L’huile d’olive est riche en antioxydants
Si le profil lipidique de l’huile d’olive, composée à 80 % d’oméga 9 et dépourvue d’oméga 3, ne présente pas d’intérêt particulier pour la santé, celle-ci est en revanche un concentré de poly phénols, tocophérols, et vitamine E. Ces derniers, des antioxydants produits par l’olive pour protéger ses acides gras de l’oxydation, ont également un effet protecteur pour nos cellules.
En 2013, une étude a confirmé l’effet protecteur d’une consommation régulière d’huile d’olive contre les problèmes cardio-vasculaires, le diabète et l’hypertension (4). Il faut cependant privilégier les huiles portant la mention « vierge » ou « pressée à froid » car le raffinage, qui permet une meilleure stabilité à la cuisson, réduit la teneur en antioxydants. Un conseil également valable pour l’huile de noix, riche en vitamine E.
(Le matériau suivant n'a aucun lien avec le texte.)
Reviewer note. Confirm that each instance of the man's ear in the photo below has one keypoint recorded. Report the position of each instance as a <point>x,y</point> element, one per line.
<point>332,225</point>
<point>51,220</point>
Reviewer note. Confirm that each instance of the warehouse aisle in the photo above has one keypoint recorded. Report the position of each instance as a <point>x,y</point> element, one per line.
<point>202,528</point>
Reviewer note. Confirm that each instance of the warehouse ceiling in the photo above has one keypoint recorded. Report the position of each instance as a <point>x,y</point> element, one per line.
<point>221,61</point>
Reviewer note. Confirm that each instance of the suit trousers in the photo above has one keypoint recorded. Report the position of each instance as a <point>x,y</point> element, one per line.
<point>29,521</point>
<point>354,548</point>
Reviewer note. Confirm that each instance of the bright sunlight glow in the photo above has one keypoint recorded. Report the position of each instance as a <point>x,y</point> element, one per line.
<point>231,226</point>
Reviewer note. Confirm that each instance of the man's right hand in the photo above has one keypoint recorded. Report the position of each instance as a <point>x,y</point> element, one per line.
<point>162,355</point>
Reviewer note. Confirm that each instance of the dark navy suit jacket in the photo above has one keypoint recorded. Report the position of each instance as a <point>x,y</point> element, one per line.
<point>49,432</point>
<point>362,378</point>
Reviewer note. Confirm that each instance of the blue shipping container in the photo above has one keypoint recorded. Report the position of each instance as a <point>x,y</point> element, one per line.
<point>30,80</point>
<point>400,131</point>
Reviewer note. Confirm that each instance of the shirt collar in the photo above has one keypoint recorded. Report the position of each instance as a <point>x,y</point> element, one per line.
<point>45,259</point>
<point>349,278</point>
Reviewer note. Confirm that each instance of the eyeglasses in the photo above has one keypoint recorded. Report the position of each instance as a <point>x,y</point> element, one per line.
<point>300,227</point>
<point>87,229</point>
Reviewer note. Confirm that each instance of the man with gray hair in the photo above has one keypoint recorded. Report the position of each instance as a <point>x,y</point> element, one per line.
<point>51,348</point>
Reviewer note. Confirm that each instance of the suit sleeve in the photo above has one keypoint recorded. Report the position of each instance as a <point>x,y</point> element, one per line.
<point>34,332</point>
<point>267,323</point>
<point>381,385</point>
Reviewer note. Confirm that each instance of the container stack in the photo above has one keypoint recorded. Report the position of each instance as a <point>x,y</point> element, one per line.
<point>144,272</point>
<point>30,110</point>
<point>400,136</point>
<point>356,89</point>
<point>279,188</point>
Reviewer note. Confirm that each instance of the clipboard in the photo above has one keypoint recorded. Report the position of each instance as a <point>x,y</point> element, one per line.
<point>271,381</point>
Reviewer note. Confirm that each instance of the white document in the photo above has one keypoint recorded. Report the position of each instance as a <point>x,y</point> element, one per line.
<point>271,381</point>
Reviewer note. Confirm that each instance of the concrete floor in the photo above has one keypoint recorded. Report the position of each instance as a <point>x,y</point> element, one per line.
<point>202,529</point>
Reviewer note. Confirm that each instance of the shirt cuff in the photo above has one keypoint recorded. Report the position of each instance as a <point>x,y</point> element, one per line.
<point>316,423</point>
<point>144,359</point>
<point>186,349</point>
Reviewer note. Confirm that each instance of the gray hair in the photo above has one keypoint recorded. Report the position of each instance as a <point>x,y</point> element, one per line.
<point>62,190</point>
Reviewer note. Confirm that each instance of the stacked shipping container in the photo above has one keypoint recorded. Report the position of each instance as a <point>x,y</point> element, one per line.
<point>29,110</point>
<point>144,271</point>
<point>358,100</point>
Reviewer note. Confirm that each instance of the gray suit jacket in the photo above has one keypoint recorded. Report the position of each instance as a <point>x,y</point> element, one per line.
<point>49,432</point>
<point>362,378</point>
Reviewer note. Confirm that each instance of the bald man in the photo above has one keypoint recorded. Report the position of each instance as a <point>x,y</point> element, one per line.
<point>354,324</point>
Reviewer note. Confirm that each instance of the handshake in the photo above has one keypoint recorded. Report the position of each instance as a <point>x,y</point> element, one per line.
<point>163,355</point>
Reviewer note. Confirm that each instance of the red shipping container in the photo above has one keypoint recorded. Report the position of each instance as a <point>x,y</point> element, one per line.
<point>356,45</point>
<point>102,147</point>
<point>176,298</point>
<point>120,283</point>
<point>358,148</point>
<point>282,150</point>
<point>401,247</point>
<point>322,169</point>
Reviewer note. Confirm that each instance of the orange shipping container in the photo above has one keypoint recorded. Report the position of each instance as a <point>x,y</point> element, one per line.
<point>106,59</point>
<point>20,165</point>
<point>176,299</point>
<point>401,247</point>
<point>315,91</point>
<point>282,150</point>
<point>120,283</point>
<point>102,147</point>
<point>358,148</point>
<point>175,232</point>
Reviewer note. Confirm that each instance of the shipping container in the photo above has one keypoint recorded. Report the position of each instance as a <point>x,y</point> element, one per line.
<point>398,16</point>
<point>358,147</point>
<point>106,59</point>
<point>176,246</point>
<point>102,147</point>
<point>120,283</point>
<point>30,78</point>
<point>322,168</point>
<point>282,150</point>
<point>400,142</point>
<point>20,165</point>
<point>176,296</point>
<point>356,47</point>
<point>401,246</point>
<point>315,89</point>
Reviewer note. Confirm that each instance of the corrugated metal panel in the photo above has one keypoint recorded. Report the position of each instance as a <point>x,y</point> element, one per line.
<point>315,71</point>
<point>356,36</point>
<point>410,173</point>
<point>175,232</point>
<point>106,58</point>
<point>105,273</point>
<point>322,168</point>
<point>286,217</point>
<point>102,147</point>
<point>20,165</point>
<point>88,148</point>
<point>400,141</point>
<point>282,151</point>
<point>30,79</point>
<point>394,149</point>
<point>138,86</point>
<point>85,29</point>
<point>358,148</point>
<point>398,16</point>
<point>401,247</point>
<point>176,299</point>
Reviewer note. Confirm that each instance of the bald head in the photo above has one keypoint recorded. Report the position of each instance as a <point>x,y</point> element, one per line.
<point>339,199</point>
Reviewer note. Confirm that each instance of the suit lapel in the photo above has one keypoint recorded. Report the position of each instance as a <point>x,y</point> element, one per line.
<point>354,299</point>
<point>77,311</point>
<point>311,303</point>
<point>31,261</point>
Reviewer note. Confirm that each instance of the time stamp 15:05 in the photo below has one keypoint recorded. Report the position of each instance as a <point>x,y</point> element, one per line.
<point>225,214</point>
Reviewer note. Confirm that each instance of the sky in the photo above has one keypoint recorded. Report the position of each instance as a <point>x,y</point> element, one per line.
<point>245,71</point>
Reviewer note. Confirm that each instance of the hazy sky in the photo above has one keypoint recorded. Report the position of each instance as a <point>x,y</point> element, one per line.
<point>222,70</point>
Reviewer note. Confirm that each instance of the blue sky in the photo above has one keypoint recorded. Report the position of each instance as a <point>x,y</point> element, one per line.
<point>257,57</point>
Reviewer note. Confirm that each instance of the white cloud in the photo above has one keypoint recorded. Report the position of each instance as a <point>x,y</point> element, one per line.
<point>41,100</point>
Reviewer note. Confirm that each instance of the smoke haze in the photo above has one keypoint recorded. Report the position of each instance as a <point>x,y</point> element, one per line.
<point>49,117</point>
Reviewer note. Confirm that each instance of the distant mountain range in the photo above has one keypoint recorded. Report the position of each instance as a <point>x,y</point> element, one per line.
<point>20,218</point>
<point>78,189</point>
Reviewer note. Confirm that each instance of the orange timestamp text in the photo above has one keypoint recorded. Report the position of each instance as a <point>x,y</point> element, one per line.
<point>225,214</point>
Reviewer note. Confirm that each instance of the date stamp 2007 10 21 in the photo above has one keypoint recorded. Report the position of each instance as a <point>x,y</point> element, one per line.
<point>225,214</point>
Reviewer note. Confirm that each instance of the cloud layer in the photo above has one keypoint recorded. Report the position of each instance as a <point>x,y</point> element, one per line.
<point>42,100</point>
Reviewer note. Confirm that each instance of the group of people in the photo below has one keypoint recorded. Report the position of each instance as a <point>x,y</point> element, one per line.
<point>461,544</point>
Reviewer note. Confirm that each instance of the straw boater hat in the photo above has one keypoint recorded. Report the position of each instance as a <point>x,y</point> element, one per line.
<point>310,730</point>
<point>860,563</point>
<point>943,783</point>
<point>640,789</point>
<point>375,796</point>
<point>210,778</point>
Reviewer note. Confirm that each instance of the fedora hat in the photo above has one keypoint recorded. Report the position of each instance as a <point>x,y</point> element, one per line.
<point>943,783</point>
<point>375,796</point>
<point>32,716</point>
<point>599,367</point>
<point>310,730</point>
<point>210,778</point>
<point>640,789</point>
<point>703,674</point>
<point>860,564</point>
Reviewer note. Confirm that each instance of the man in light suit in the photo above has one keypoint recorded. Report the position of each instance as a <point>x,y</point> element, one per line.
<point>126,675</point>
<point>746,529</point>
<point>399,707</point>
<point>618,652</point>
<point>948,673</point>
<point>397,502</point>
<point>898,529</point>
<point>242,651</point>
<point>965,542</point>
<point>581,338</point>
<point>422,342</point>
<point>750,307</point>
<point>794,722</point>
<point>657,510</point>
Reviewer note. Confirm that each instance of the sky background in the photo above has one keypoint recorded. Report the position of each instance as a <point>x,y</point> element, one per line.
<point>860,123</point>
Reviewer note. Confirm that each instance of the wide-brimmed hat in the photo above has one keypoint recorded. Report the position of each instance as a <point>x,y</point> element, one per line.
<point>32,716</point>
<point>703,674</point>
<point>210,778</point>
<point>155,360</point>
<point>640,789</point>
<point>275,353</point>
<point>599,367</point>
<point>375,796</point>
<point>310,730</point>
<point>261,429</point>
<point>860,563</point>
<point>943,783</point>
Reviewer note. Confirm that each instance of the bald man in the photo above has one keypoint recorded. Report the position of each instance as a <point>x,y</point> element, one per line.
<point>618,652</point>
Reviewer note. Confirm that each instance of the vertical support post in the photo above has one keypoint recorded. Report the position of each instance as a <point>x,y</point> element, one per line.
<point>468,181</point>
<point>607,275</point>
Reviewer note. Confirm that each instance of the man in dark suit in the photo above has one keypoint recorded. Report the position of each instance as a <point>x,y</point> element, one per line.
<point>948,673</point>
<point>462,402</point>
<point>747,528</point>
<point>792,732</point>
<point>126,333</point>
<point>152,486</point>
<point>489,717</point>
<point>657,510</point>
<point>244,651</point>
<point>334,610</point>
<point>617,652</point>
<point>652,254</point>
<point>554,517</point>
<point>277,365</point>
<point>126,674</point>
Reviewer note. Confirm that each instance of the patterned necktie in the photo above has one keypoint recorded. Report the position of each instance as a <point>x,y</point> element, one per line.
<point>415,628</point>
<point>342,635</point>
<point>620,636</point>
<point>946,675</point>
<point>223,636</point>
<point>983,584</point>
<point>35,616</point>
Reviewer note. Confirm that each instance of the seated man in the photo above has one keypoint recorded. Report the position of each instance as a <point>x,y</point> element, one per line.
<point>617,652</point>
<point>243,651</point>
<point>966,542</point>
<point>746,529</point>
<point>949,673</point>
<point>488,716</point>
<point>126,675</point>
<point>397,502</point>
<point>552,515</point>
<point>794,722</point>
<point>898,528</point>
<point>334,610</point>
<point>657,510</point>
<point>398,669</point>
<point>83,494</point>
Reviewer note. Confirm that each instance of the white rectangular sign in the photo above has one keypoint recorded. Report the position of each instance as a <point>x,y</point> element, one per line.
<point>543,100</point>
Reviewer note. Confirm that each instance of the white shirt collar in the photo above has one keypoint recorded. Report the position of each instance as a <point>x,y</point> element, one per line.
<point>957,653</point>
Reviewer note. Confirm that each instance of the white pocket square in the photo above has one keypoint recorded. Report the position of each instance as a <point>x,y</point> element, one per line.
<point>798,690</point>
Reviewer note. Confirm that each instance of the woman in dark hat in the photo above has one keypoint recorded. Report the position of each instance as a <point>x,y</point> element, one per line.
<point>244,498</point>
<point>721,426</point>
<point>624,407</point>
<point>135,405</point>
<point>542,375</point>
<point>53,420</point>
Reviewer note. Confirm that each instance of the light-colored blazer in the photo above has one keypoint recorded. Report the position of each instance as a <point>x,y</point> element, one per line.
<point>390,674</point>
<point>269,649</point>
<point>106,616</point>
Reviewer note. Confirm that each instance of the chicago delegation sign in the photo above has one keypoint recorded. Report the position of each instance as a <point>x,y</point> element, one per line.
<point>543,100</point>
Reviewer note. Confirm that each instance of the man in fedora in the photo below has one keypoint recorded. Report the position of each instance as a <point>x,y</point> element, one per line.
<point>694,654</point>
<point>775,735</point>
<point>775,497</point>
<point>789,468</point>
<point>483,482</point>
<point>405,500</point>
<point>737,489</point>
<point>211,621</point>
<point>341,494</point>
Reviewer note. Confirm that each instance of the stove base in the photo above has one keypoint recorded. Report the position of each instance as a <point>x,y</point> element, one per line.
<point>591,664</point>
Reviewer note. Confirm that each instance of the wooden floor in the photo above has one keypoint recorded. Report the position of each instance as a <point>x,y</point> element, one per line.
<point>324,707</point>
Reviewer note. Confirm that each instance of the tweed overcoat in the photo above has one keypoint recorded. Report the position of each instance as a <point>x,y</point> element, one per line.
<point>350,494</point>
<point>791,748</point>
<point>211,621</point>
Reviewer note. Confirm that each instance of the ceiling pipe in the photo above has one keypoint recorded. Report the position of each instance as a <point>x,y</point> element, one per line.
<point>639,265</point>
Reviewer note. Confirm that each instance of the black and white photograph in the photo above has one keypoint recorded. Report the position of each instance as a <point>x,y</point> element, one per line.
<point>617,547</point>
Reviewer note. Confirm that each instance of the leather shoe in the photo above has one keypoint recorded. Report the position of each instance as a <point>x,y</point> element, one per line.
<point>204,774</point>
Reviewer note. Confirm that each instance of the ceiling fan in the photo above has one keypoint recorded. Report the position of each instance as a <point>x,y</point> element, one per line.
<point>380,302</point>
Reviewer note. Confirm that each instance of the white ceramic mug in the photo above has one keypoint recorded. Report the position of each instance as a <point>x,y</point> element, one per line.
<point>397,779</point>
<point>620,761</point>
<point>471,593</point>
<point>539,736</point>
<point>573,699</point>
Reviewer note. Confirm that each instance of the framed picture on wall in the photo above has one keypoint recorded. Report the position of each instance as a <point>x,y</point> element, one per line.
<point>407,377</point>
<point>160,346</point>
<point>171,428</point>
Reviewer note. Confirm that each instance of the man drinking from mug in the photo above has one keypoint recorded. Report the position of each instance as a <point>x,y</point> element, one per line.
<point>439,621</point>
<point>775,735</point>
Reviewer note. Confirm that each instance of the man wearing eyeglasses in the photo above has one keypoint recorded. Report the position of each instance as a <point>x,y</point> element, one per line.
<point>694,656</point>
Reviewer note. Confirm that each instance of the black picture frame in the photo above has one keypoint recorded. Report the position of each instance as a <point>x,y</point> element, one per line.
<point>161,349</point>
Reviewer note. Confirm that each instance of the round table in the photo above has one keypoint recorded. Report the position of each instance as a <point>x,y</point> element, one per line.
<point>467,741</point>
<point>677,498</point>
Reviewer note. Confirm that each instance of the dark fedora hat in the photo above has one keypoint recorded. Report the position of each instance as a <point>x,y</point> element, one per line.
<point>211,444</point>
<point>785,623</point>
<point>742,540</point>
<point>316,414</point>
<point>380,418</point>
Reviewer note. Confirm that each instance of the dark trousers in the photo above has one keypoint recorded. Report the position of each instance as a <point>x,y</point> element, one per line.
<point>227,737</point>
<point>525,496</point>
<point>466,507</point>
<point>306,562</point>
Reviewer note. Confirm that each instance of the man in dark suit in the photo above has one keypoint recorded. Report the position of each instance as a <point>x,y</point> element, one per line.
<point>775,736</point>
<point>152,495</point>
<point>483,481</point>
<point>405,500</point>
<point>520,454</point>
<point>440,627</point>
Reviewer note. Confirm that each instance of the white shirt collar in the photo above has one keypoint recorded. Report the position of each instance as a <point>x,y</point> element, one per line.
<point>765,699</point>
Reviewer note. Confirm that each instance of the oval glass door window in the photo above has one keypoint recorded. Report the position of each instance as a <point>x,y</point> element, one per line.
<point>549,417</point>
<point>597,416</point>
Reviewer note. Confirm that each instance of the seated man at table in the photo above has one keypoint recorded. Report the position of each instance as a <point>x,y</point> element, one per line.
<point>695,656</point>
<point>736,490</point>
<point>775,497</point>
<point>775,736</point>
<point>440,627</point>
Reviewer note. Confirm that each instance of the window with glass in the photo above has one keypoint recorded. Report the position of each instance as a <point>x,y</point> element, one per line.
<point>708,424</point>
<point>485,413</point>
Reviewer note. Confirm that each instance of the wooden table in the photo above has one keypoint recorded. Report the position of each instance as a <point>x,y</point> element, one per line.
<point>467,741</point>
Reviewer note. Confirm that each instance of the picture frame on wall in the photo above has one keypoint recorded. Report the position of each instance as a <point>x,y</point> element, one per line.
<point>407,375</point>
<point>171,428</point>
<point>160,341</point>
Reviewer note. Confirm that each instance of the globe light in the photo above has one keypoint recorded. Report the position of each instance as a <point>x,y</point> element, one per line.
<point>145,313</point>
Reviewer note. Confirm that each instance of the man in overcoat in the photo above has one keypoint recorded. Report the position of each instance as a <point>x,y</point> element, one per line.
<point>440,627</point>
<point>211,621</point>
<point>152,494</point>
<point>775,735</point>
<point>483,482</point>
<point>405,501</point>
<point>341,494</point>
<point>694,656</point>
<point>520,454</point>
SOURCE Sciences et Avenir n° 817 mars 2015 - Marie-Noëlle Delaby
DR PHILIPPE LEGRAND Directeur du laboratoire de nutrition humaine de l’lnra à Rennes : Le cas particulier de l’huile de palme
« Outre son impact sur l’environnement, l’huile de palme doit sa mauvaise image à sa forte teneur en acides gras saturés à longue chaîne (50 %) dont la consom-mation excessive est un facteur de maladies cardio-vasculaires. Mais notre consommation moyenne de produits industriels (pâtes à tartiner, plats, viennoiseries...) ne présente pas de danger dans le cadre d’une alimentation équilibrée, tant qu’elle ne dépasse pas quelques grammes chaque jour. »
Lexique
Acides gras saturés : Acide gras dont l’ossature se compose d’une chaîne de carbone qui ne possède aucune double liaison.
Acides gras mono insaturés : (Oméga 9) Acides gras dont l’ossature se compose d’une chaîne de carbone qui ne possède qu’une seule double liaison.
Acides gras polyinsaturés : (Oméga 3 ET 6) Acides gras dont la chaîne de carbone possède plusieurs doubles liaisons.
Références
(l) Agence nationale de sécurité sanitaire de l’alimentation, de l’environnement et du travail (Anses). Saisine n° 2006- SA-0359, ANC AG ; mai 2011
(2) Les huiles végétales: particularités et utilités, J.-M. Lecerf, Médecine des maladies métaboliques – Juin 2011 - Vol. 5 - n° 3.
(3) Stabilité des oméga 3 selon le mode de chauffage et de conservation, Combe N.. Méd. Nutn, n° 1, 2003.
(4) Prevention of Cardiovascular Disease with a Mediterranean Diet, Ramôn Estruch, Primary et al., Nejm, 2013.